Это основная база французов на людоедском острове Хива-оа. Жандармский сержант носит звание вице-резидента и поднимает французский флаг над довольно протяженным лагерем. Китаец, бывший батрак с плантации, содержит ресторан на краю деревни, а миссия превосходно представлена школой монахинь и церковью брата Мишеля. Отец Оран, восьмидесятилетний чуть сутулый человек с нетускнеющим огнем в глазах, жил и страдал здесь с 1843 года. Всякий раз, когда Моипу готовил кокосовое бренди, его прогоняли из дома в лес. «Мышь, живущая в ухе кошки» чувствует себя спокойнее; и однако я ни разу не видел человека, столь неподвластного возрасту. Ему пришлось показывать нам церковь, все еще убранную безыскусными бумажными украшениями епископа — последней работой прилежных старческих рук, последним земным удовольствием человека, бывшего настоящим героем. В ризнице нам были показаны его священные сосуды и облачение, представляющее собой «vraie curiosite»[39], поскольку было подарено жандармом. Для протестанта есть нечто непонятное в той восторженности, с которой взрослые благочестивые люди относятся к таким мелочам, однако было приятно и трогательно видеть, как сверкали старческие глаза Орана, когда он показывал нам свои священные сокровища.
26 августа. Долина за деревней, быстро сужающаяся до ложбины, оказалась густо поросшей деревьями. Посередине ее быстро неслась речушка. Наверху кокосовые пальмы образовывали первоначальный покров; над ним, от одной стены гор до другой, ложбина была накрыта тучами, поэтому мы шли среди обильной растительности, будто были в крытом жарком доме. По обе стороны через каждые сто ярдов вместо бездомных, опустелых паепае Нука-хивы стояли населенные дома, обитатели выходили из них, чтобы крикнуть «Каоха!» прохожим.
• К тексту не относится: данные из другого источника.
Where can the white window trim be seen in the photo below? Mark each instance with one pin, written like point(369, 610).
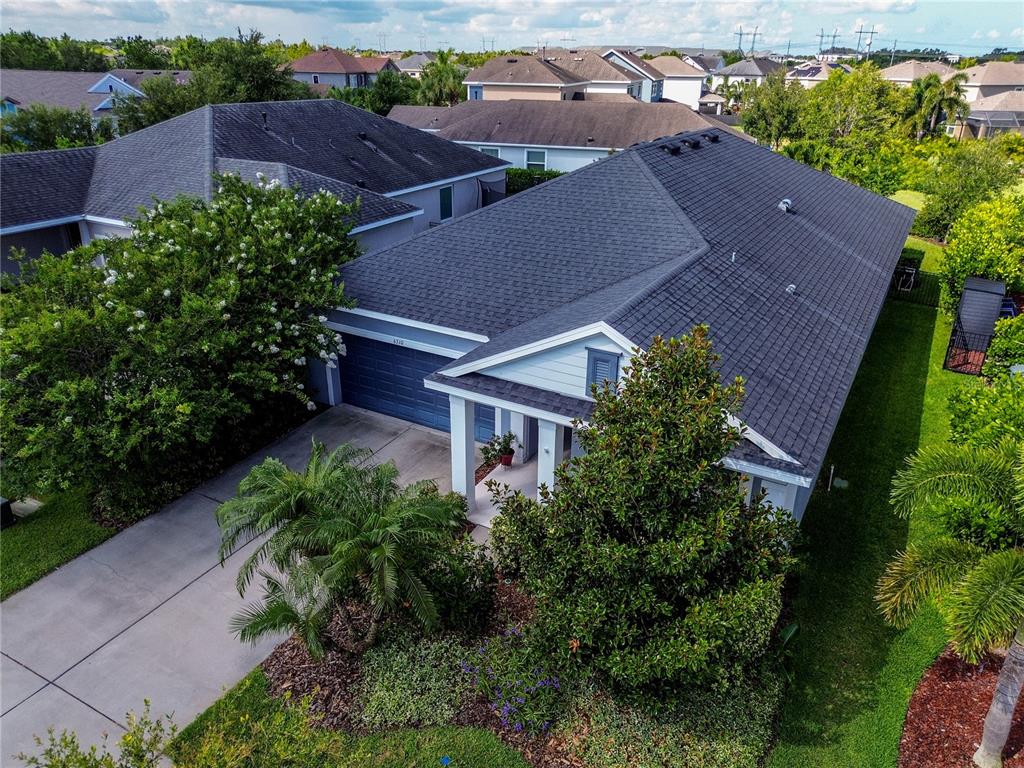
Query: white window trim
point(440, 213)
point(526, 160)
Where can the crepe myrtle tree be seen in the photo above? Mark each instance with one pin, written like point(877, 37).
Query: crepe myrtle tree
point(132, 378)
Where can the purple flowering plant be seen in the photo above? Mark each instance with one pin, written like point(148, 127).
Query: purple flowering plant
point(522, 694)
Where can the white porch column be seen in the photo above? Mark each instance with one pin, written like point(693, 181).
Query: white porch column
point(550, 439)
point(463, 449)
point(517, 423)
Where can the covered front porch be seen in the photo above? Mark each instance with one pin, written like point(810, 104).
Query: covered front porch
point(545, 440)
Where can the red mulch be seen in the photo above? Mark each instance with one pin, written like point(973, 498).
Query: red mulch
point(947, 711)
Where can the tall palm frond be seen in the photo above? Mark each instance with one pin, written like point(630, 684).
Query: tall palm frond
point(965, 471)
point(986, 607)
point(923, 572)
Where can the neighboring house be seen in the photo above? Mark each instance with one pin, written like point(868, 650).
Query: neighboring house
point(683, 82)
point(331, 67)
point(94, 90)
point(651, 79)
point(747, 71)
point(839, 53)
point(413, 66)
point(406, 179)
point(905, 73)
point(599, 75)
point(810, 74)
point(712, 103)
point(522, 77)
point(708, 64)
point(503, 318)
point(991, 79)
point(552, 135)
point(991, 116)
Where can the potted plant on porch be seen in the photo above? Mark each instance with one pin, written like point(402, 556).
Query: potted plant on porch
point(500, 449)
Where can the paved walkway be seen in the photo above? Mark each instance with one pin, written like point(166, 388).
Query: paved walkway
point(144, 614)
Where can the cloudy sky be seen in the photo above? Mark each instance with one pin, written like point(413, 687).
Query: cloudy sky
point(963, 26)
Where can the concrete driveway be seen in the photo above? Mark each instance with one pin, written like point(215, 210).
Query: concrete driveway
point(145, 613)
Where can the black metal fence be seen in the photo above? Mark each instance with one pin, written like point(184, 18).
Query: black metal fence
point(910, 284)
point(966, 353)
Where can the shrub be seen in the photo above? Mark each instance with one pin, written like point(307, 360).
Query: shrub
point(701, 729)
point(462, 582)
point(645, 563)
point(1007, 348)
point(517, 179)
point(133, 379)
point(140, 747)
point(964, 177)
point(521, 692)
point(986, 242)
point(412, 681)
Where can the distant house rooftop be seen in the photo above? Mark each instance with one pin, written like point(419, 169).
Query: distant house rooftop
point(583, 124)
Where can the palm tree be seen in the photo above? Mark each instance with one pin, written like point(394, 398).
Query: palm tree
point(979, 590)
point(340, 528)
point(440, 83)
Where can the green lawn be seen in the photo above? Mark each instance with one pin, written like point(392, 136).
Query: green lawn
point(56, 532)
point(853, 676)
point(914, 200)
point(249, 727)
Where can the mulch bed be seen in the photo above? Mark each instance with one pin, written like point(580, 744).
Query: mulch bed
point(947, 712)
point(332, 683)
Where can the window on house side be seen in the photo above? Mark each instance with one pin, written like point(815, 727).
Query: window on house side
point(601, 367)
point(445, 202)
point(537, 160)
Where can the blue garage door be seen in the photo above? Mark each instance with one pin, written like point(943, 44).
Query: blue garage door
point(388, 379)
Дорога тоже была людной: вереница девушек, красивых и не очень, как и в менее благословенных краях, мужчины, несшие плоды хлебного дерева, монахини с небольшой свитой из учеников, человек верхом на лошади — постоянно встречались нам и приветствовали нас; потом из ворот своего цветника вышел китаец и сказал нам «Добрый день» на превосходном английском; чуть подальше нас остановили туземцы и угостили фруктами, пока мы ели, они развлекали нас, барабаня по жестяному ящику. При всем этом приятном множестве людей и фруктов смерть там тоже собирает свою жатву. Во всей атуонской долине население по самым оптимистичным подсчетам не превышает шестисот человек; и однако, когда я решил затронуть этот вопрос, брат Мишель насчитал десять известных ему неизлечимых больных. Там же наконец я удовлетворил свое любопытство зрелищем туземного дома в разрушенном виде. Он рухнул на паепае, столбы его кренились в разные стороны, дожди и жучки объединились против него; то, что оставалось, выглядело довольно крепким, но большая часть его исчезла, и видно было, как насекомые поедают стены, будто хлеб, а воздух и дождь въедаются в них, словно кислота.
Чуть впереди беззаботно вышагивал юный туземец, покрытый татуировкой, одетый в белые брюки и фланелевую рубашку.